Annoyed. Scared. Disgusted.

He made a list.

#6 Use your senses. Smell. Taste. Sound. Sight. Touch.

This is to draw us into the world. A world with 5 senses becomes real. It becomes relatable. Now, I’m not sure he actually remembered this in his final draft, but it’s something to keep in mind when writing. Eating zombie flesh tastes yucky, right? Smells bad too, right? But how does it taste? How would it feel in your hands? What details are so totally gross that you can barely stand to look at it?

He may have forgotten about this one a bit. As do I.

#7 How does your story begin? How does it end?

I always know this, but I struggle with the middle. Still, as a learning tool, it’s vital. If you know where it starts, you can, uhm, you know, start, and if you know where the story is going, where it will end, you can throw things at the characters that prevent them from getting there. Until they do. The end.

#8 Then you write.

Seriously.

So he began with an idea.

What if someone hacked into his minecraft account and destroyed his valuable supply of diamonds, blocks of gold and stacks of ender pearls?

He worked on his characters, the good guys, Florence and Flo.
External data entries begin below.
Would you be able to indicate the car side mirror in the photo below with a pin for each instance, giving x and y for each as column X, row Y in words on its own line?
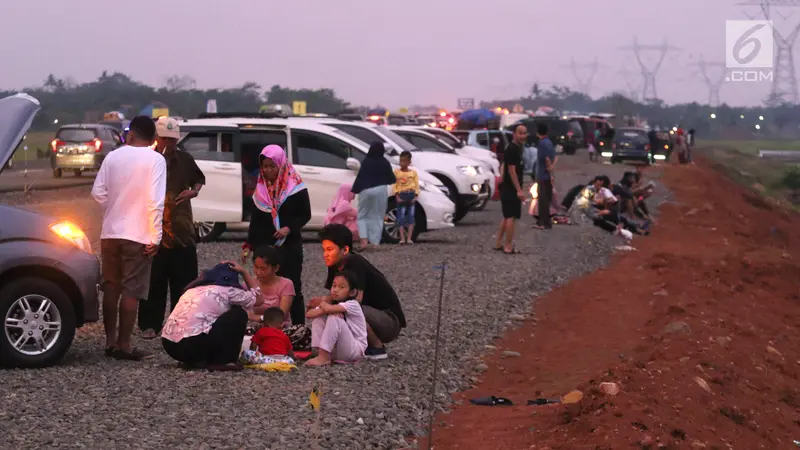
column 353, row 164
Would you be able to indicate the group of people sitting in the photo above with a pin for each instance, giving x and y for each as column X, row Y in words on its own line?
column 619, row 208
column 360, row 314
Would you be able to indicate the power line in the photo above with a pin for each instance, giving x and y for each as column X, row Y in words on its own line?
column 649, row 91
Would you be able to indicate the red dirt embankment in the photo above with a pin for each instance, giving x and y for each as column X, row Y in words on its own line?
column 698, row 327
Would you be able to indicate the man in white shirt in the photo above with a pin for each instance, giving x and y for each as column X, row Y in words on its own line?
column 131, row 187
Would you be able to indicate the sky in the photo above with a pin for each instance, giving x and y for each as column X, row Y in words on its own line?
column 395, row 53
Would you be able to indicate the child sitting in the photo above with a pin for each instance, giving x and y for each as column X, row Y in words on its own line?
column 338, row 328
column 270, row 344
column 406, row 191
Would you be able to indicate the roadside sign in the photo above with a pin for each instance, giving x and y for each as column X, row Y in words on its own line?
column 466, row 103
column 299, row 108
column 159, row 112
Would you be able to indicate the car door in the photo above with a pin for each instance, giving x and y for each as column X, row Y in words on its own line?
column 321, row 160
column 220, row 200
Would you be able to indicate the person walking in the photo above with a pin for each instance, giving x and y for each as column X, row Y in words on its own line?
column 175, row 264
column 371, row 186
column 282, row 209
column 511, row 194
column 545, row 161
column 130, row 187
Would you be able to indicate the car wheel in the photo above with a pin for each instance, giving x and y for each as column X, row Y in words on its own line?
column 209, row 231
column 38, row 323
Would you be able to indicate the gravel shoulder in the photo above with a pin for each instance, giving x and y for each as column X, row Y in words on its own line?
column 92, row 402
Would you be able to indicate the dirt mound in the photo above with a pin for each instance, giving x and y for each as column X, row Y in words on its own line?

He worked on his bad guys who had made a fatal mistake of leaving a small electronic trail F&F could follow and exact revenge.

He knew where he wanted to start, he used a few ‘feeling’ words, and he wrote a pretty damn good story.
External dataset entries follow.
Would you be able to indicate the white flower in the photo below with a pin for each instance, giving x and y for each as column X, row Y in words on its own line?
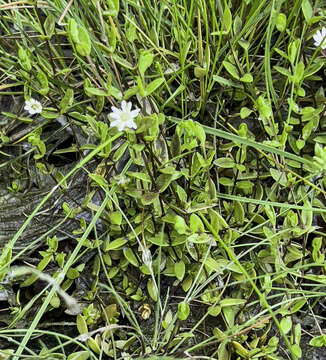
column 124, row 118
column 320, row 38
column 172, row 69
column 121, row 180
column 33, row 106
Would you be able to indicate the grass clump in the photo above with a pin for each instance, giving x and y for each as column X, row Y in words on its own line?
column 179, row 147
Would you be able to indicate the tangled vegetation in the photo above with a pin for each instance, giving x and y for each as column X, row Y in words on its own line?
column 181, row 147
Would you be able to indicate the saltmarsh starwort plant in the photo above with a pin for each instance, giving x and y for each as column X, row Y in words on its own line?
column 124, row 118
column 320, row 38
column 33, row 106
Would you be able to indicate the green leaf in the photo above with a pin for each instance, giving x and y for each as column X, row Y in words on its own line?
column 152, row 290
column 99, row 179
column 49, row 25
column 307, row 10
column 66, row 101
column 180, row 225
column 93, row 345
column 245, row 112
column 115, row 244
column 130, row 256
column 231, row 302
column 90, row 91
column 79, row 355
column 123, row 62
column 231, row 69
column 115, row 217
column 223, row 162
column 163, row 181
column 139, row 176
column 81, row 324
column 179, row 269
column 318, row 341
column 183, row 310
column 72, row 30
column 296, row 350
column 24, row 59
column 113, row 8
column 196, row 225
column 226, row 20
column 280, row 22
column 145, row 61
column 286, row 324
column 43, row 80
column 83, row 46
column 149, row 197
column 199, row 72
column 152, row 86
column 247, row 78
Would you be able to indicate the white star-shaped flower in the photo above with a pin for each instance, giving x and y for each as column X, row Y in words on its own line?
column 320, row 38
column 33, row 106
column 124, row 118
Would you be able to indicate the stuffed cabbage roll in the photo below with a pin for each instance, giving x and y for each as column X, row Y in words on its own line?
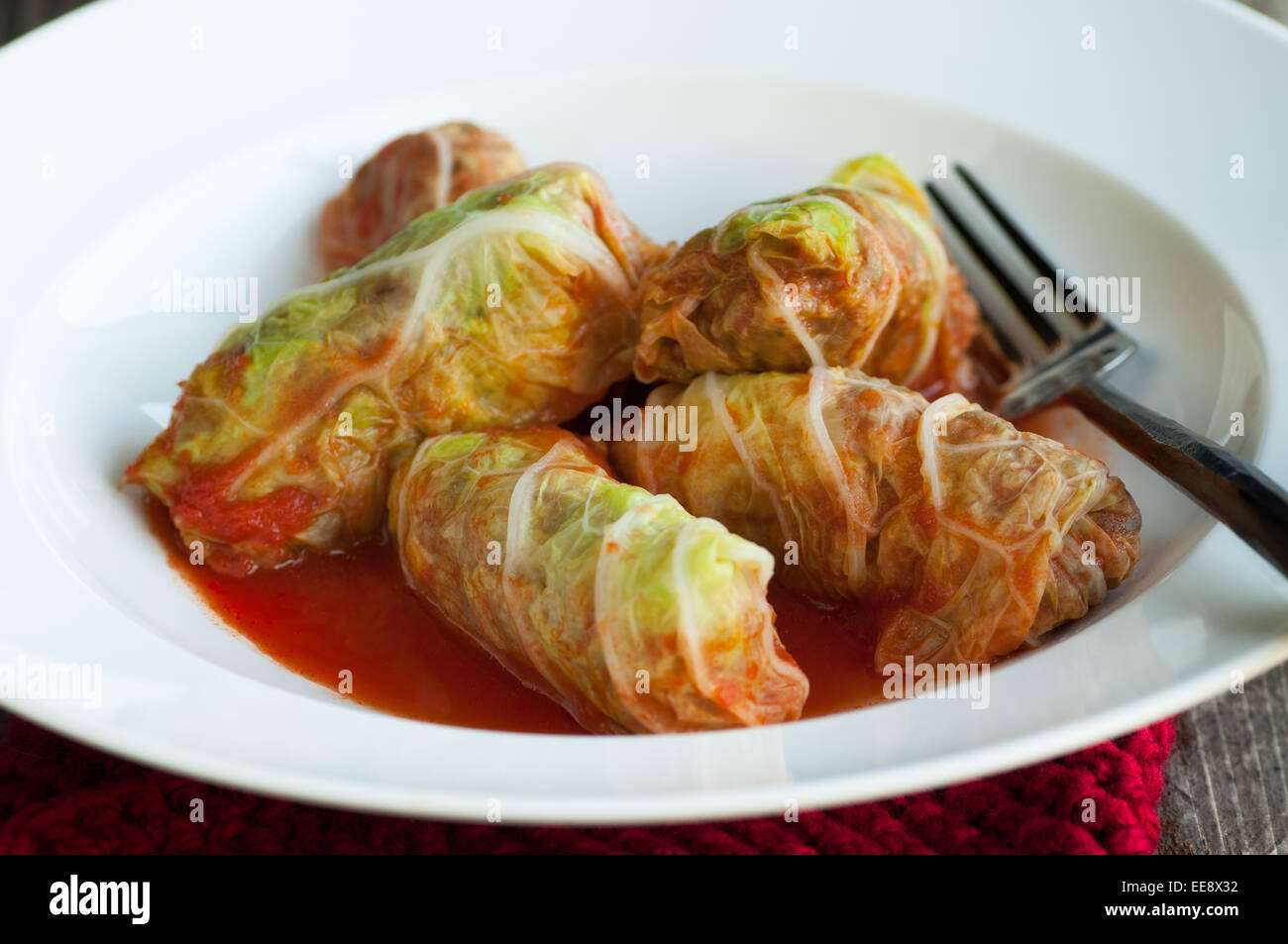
column 848, row 274
column 505, row 308
column 960, row 535
column 616, row 603
column 408, row 176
It is here if you want to read it.

Nothing like a good minecraft story

Nothing like a good minecraft story

FLOYD AND FLORENCE’S MINECRAFT ADVENTURE

This is a story about how 2 cousins named Floyd and Florence helped the police capture Henry and Jerry. They are wanted all over canada for major robberies. Floyd is 15 and Florence is 12. Floyd is an expert minecrafter and Florence is a noob at the game. Florence is staying for the summer break at Floyds house.

 Floyd helped Florence make a tree house. Florence learned how to place a block, how to hit, how to move, how to mine and how to craft. Together they created a giant castle with a moat.They have 3 double chests full of diamond blocks. These are super hard to get.

One night when Floyd is out with Florence at mc donalds, SOMEONE BROKE IN TO Floyds back door and went straight after the computer. They put it in their bag and they left. Henry and Jerry (the bad guys) hacked into Floyds computer and got on their server. They destroyed Floyd and Florence’s castle but they accidently left a sign there saying where their campsite is on the server. Floyd and Florence were very upset at first but then remembered that they had a backup laptop hidden in the basement.

While Florence is asleep Floyd goes on to the backup computer and gets the server. He follows the sign Henry and Jerry put there and he finds their camp site and gets their stuff back. Floyd sets up a trap at the camp site so when they go in their big main shack it will blow up. The trap is also a virus. It tells the police where they live.

When the police get to Henry and Jerry’s they arrest them. They find $3,000,000 worth of stolen things. Floyd and Florence get rewarded $1,000,000 and really good laptops. Floyd and Florence bought a lot of NERF GUNS and video games. Their parents let them play Minecraft any time they wanted.

the end

I was so proud of him. The ending even made me laugh.

It’s amazing what your children can teach you. In this case, it was to remember, at the end of the day, a story is pretty simple (and writing one can even be fun!)